When training for an ultra (especially if its you’re first one) the most important thing is getting your body used to spending a long time on you feet. But I get it, not everyone has 5+ hours on a Sunday afternoon to dedicate to a run, and to be honest not many of us would probably want to do that!
Everyones training will be different, and if you are looking to seriously train for an ultra marathon I would suggest investing in a coach to devise a training plan, but here are some hints & tips to help get you started
- Hills – chances are, if you are doing an ultra marathon and it is on the trails, there will be hills! Include hills wherever possible in your training – in your long runs, easy runs, hill sprints etc. They are a great way to help strength train during your runs, and it just means on race day you will feel a little more prepared!

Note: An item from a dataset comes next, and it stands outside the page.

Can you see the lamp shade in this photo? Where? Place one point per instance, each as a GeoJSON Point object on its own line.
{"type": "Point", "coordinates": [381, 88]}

- Back to Back Long Runs – most of us don’t have the time (or the desire!) to head out for multiple 6+ hour runs, and that is absolutely fine and in my opinion not essential for ultra marathon training. Instead, break these runs down into shorter, manageable sessions and just do them on back to back days. So for example, on a Saturday head out for a 2 hour run, and then followed by a 3 hour run on Sunday. Not only will this help to make the runs seem more manageable, but it will also get your body used to running on tired legs.
- Cross Training – Strength & Conditioning should always play a part in training, and training for an ultra is no different! I included two S&C sessions a week and focused on the whole body and included lots of big compound movements such as; deadlifts, weighted squats and lots of core too. One big difference I made is that I invested in my own S&C coach who created workouts specific for me and my goals.
- Get a buddy – as I mentioned earlier, I did a lot of my long runs with friends, which really helps just to make it so much more enjoyable! It can also be great motivation too for those days where you really can’t be bothered to get out and run. And plus you can always plan to go for a coffee/brunch/drink after which is a great incentive!
- Get Exploring – if like me you live in a big city, it might not always seem easy to get out into the trails, BUT there are ways around it! Check out your local parks, follow a river/canal path or sometimes you may need to just jump on a train for an hour to get out of the city and into the countryside!
Whilst writing this, I have realised there is SO much more I could say, and over the next few weeks/months I will 100% share more tips and tricks about how to train for an ultra marathon.
But one of the most important things to remember is… ONLY DO IT IF YOU REALLY WANT TO, NOT BECAUSE EVERYONE ELSE ON INSTAGRAM IS DOING IT! Training and running an ultra marathons is hard and isn’t something that should be taken lightly. If you want to run well and ultimately have a positive race day experience than you need to put in the work leading up to it.
So give yourself time to train, time to adapt and time to fully learn to respect the beauty of long distance endurance running!